Specialty finance encompasses niche strategies that involve non-bank lending against pools of cash-flowing assets or receivables—often consumer- or small-business-related—such as auto and equipment loans or esoteric assets such as the revenue streams generated by royalty payments. 

We think these types of strategies have the potential to generate strong return potential while diversifying portfolios and vastly broadening the private investment universe, much the way direct lending did in the years after the global financial crisis.

Don’t Neglect Direct Lending

Direct lending fueled the growth of private credit after the global financial crisis and will remain the bedrock of private asset allocations. As 2024 gets underway, direct lending represents the largest share of the US private corporate credit market and offers attractive incremental yield over public corporate credit. 

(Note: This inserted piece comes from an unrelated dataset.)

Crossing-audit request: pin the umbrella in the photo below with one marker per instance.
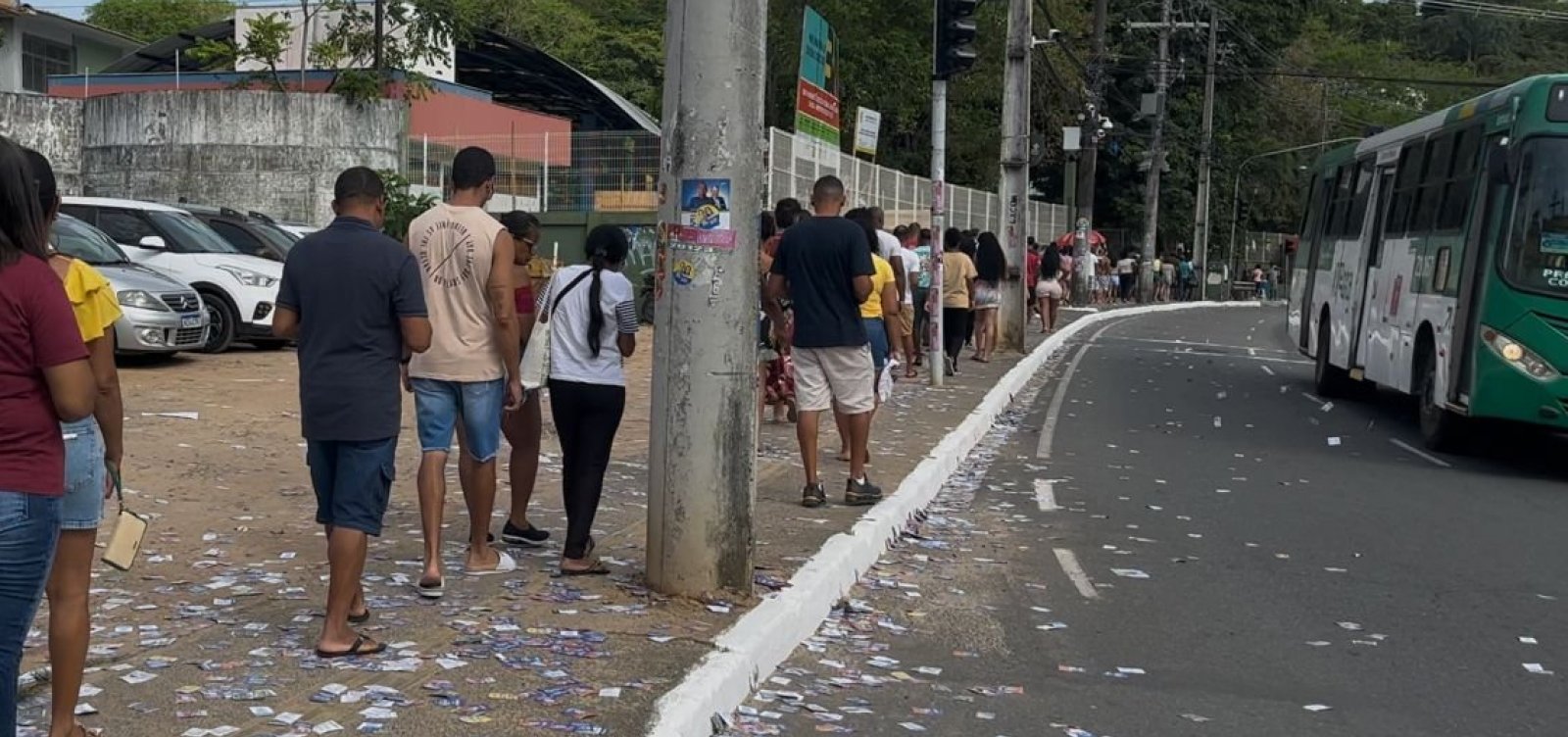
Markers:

What’s more, direct lending can play an important role in bull and bear markets. We think a focus on companies with strong revenue profiles and diversified customer bases has the potential to deliver attractive risk-adjusted returns in any market environment. Deals today typically come with important structural protections, including large equity cushions. In the new year, we think investors may benefit from investing alongside disciplined managers with experience investing in a variety of market conditions. 

Turning a Corner?

Activity in the commercial real estate market was restrained in 2023. But signs that interest rates in the US and Europe may have peaked suggest that could change. We expect greater rate stability to result in higher transaction volumes and increased price discovery across property types. 

A wave of maturing loans held by banks who may be reluctant to extend them could create opportunities for private lenders who have remained patient and well-capitalized. As always, the risk-reward calculus varies by property type. 

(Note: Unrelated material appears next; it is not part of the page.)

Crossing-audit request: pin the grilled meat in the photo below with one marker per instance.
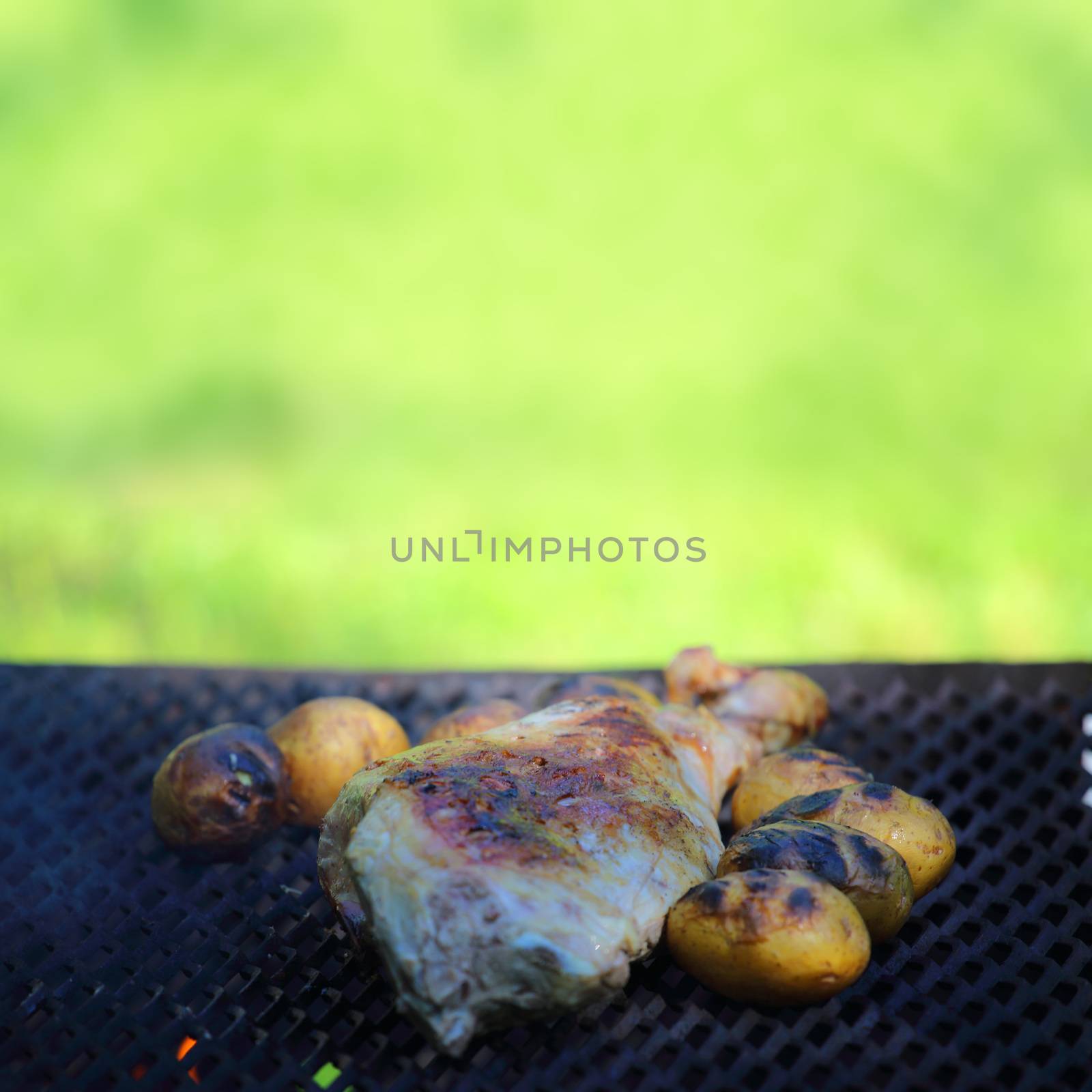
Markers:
(516, 874)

The Global Energy Transition   

We expect private lenders to continue to drive financing for renewable energy projects in the year ahead, and we see a number of attractive opportunities as 2024 gets underway. Many stem from the repricing of long-dated public and private infrastructure assets—the result of sharp rate spikes in the third quarter of 2023.  

For investors who can take a highly opportunistic approach, the current market backdrop looks appealing. Developer demand for capital remains robust and stress in the banking sector means negotiating leverage has shifted to private capital providers, who can demand credit enhancements and other protective provisions. We see opportunities across the US and European markets.

Putting Capital to Work

Even if the pace of economic growth slows, yields are likely to remain above pre-pandemic-era lows. And we expect deal terms across asset classes to remain favorable, with low loan-to-value ratios and attractive asset values that were reset over the last 18 months as rates rose. In our view, 2024 will be a good time to put capital to work. 

The views expressed herein do not constitute research, investment advice or trade recommendations and do not necessarily represent the views of all AB portfolio-management teams. Views are subject to change over time.